Foto: de minha autoria









Vi uma ciganita, tinha ombros caídos e olhos de água. Sob o corpo frágil uma miscelânea de roupa branca e preta e nos pés uns soquetes brancos apareciam por todo o lado das abertas sandálias. O cabelo comprido estava apanhado em rabo-de-cavalo. Ao seu lado, também sentado, um bonito homem da mesma etnia, cabelo muito escuro, penteado com gel ou cera, manuseava CD’s que retirava de um gigante saco de plástico depositado a seus pés. As vestes do homem eram escuras, como a tristeza e silêncio que percebi em ambos.

Olhei-os de soslaio. Enquanto ele guardava os Cd’s no saco, ela fixava o olhar e, ainda que de olhos semicerrados, eu vi-lhe o desgosto escorrer até o chão escuro e sujo da estação onde aguardávamos o comboio.

De súbito, o homem baixou o rosto até o colocar entre as mãos vazias. Logo ela abriu os olhos e, em terno abraço, percebi-lhe o consolo. Os dedos finos passeavam por entre os fios de cabelo dele até chocarem com as lívidas faces, onde permaneciam por breves instantes, em carícia, depois retomavam o passeio.

Ouvi sussurros, vi abanos de cabeças de outras gentes que os olhavam. Alheios - ou talvez habituados – ao que os rodeava, o casal continuava a sua manifestação de desalento e força.

Um leve sorriso no rosto dela e a tristeza, que lhe lera pouco antes nos olhos, a dar lugar a um brilho de certezas. Daquele corpo frágil escapava um imenso carinho. Então ele levantou o rosto e olhou-a. Não sei que olhar terá feito, porque o meu se desviou aflito, na tentativa de evitar um choro.

Assim que me recompus, atrevi-me a olhá-los de novo e já ele segurava o rosto dela, em suaves festas, até se abraçarem e me deixarem completamente de rastos.

Vários pensamentos, em atropelo, despoletaram em mim.

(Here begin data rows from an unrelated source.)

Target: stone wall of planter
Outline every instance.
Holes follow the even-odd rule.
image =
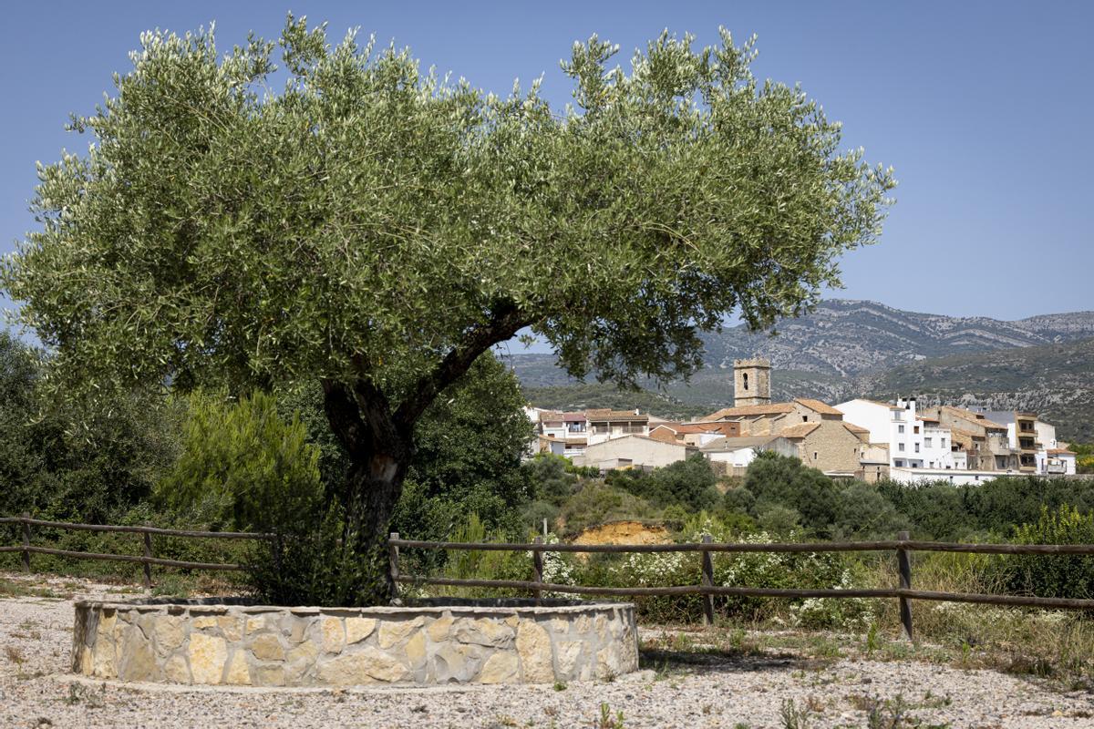
[[[635,609],[625,603],[83,601],[72,645],[77,673],[181,684],[552,683],[637,669]]]

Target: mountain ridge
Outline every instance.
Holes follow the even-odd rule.
[[[644,401],[680,415],[732,404],[733,360],[760,354],[772,362],[777,400],[917,395],[929,403],[1034,410],[1057,424],[1061,437],[1094,439],[1094,311],[1002,321],[829,299],[814,315],[783,322],[776,337],[743,329],[706,334],[708,353],[713,350],[717,360],[708,354],[707,366],[689,383],[670,383],[660,391],[644,383],[662,398]],[[554,355],[507,360],[533,404],[606,407],[626,399],[610,386],[570,379]]]

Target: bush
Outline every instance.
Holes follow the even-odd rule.
[[[524,469],[532,483],[533,498],[561,506],[578,485],[572,468],[569,458],[554,454],[538,454],[527,461]]]
[[[189,398],[183,452],[156,489],[176,514],[213,529],[279,531],[306,522],[322,502],[318,450],[270,395],[231,403]]]
[[[596,525],[621,519],[650,519],[657,512],[645,499],[595,481],[585,481],[562,505],[559,515],[569,536],[577,536]]]
[[[1017,544],[1094,544],[1094,514],[1082,515],[1067,504],[1014,530]],[[1019,555],[1002,562],[1008,591],[1048,598],[1094,597],[1094,556],[1079,554]]]
[[[721,498],[714,487],[718,477],[702,454],[650,472],[609,471],[605,482],[654,506],[678,505],[693,513],[713,508]]]
[[[682,542],[701,541],[710,534],[715,542],[768,543],[767,532],[742,534],[715,517],[700,514],[679,534]],[[790,534],[796,541],[800,534]],[[781,541],[782,538],[779,538]],[[833,553],[717,553],[713,555],[714,584],[726,587],[841,588],[854,579],[851,560]],[[653,552],[627,555],[596,554],[575,562],[575,581],[582,585],[620,587],[665,587],[699,585],[701,557],[689,552]],[[702,618],[702,598],[697,595],[636,599],[639,615],[656,623],[695,622]],[[769,598],[715,597],[719,613],[744,620],[770,618],[789,608],[801,624],[826,627],[858,627],[866,603],[860,600],[776,600]]]
[[[827,537],[836,517],[837,489],[831,479],[796,458],[760,451],[748,466],[744,487],[755,497],[753,516],[765,504],[778,504],[801,515],[812,533]]]

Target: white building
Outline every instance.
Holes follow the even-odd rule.
[[[602,471],[628,467],[661,468],[696,452],[699,449],[695,446],[630,434],[590,444],[583,455],[574,457],[573,462],[578,466],[596,466]]]
[[[891,468],[957,468],[950,428],[920,416],[915,398],[898,399],[895,405],[858,398],[836,410],[848,423],[870,431],[870,443],[888,446]]]
[[[702,455],[717,463],[743,469],[761,450],[773,450],[781,456],[798,458],[798,446],[778,435],[752,435],[737,438],[718,438],[702,447]]]
[[[987,483],[992,479],[1017,475],[1001,471],[958,471],[956,469],[891,468],[889,478],[898,483],[929,483],[948,481],[954,485]]]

Quantos de nós existem, vindos de fracas possibilidades, com um destino marcado ao primeiro respiro e seguimos caminhos delimitados por uma sociedade preconceituosa e cruel?! Quantos de nós têm a coragem de perceber que a dor existe em qualquer ser, bem como a alegria, a ansiedade, a revolta, o desejo, o mau, o bom, o feio e o belo?… E quantos de nós percebem que somos simples bolas tiradas de um grande saco, onde a sorte de se ser branco nada tem a ver com sentimentos e lugares pré-adquiridos na vida?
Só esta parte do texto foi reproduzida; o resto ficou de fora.